Factoring?

It usually takes constant practice to be able to solve them without splitting. Nevertheless, I'll do my best and help you.

a. Let's first start with a quadratic with a =1

example: x^2 + x - 6, where a=1, b=1, c= -6

First create two brackets : ( ) ( )

then place x in the first positions of both brackets: (x )(x )

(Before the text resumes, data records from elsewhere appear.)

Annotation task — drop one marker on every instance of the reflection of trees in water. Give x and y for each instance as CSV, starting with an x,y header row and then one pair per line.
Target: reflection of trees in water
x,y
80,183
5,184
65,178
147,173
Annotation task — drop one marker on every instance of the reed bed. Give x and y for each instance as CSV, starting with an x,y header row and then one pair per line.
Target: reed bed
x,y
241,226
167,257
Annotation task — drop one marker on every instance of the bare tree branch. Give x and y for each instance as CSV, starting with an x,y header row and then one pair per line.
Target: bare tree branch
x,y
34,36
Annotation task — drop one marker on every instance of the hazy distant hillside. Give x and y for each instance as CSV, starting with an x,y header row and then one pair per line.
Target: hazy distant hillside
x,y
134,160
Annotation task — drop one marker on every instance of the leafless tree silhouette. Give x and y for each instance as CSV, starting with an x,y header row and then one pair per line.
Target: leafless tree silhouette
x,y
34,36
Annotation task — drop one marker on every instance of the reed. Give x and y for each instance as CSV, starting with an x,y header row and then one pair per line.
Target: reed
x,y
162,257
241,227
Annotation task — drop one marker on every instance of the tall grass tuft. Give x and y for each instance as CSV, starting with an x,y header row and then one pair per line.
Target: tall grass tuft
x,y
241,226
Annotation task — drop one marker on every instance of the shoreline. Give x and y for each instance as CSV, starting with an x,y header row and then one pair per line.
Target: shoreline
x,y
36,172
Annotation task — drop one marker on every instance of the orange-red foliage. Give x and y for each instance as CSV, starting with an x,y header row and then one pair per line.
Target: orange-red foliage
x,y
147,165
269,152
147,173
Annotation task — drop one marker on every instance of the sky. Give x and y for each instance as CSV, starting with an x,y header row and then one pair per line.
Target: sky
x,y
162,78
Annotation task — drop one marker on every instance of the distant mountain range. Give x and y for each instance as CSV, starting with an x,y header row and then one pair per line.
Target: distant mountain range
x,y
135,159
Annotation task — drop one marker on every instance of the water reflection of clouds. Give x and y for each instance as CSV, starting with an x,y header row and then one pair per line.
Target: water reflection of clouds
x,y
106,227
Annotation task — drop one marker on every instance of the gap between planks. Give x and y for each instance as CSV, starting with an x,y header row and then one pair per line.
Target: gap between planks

then find the two numbers that multiplies to get -6. i.e. 2 and 3

since b=1 (ie,its positive), the bigger one should be positive

therefore, we get

(x + 3)(x - 2)

try with x^2 + 5x - 6

if you get this right, then you are ready for the next challenge, a quadratic with a > 1

For example: 3x^2+17x+10, a=3, b=17, c=10

We still create our two brackets, but place 3x in the first and x in the second:

(3x )(x )

Why? Because the first term is 3x^2

Then find the two numbers that multiply to get 30 (remember to multiply a and c) and add up to get 17. That will be 15 and 2

Now, instead of fixing in the 15, remember that, when you expand, you'll have to come back to the same question, and since we already have 3x in one bracket, then we'll need just a 5

Therefore, we get

(3x + 2) (x + 5)

As I said, this comes by continuous practice. Try working as many examples as you can, and I know you'll get there. All the best!

I carry out steps as follows :-
(3x-------)(x---------)
(3x------2)(x------5)
(3x + 2)(x + 5)

3x^2 + 17x + 10
= (3x + 2)(x + 5)

3x^2 + 17x + 10
= 3x^2 + 15x + 2x + 10
= (3x^2 + 15x) + (2x + 10)
= 3x(x + 5) + 2(x + 5)
= (x + 5)(3x + 2)

SPlitting the term really is the best way. Honest. Any other method will just involve you creating a number of different possible answers and then checking each to see what works. This is a method of guessing and checking that will only work quicker if you are especially quick at mental math or really really lucky.

I'm assuming you know the method used to split the term -- in your example, you'd ask what two numbers mutilpy to 30 and add to 17? 15 and 2 and then you split the 17 into 15 and 2.

you have to have the middle term.

think of it like this:

(3x^2 + )(x+ )

what multiples of 10 do you plug in to get the original equation?

what multiplies into 10? there's 2 and 5, and 10 and 1.. odds are it's the 2 and the 5 so then plug it in and factor it out.

in this case it's:

(3x^2 + 2 ) (x + 5)

Yes you can use the formula which as follows:
x= { -b +(b^2 - 4ac)^1/2 }/2a
x ={ -b - (b^2 - 4ac)^1/2 }/2a

This formula will give you two values of x.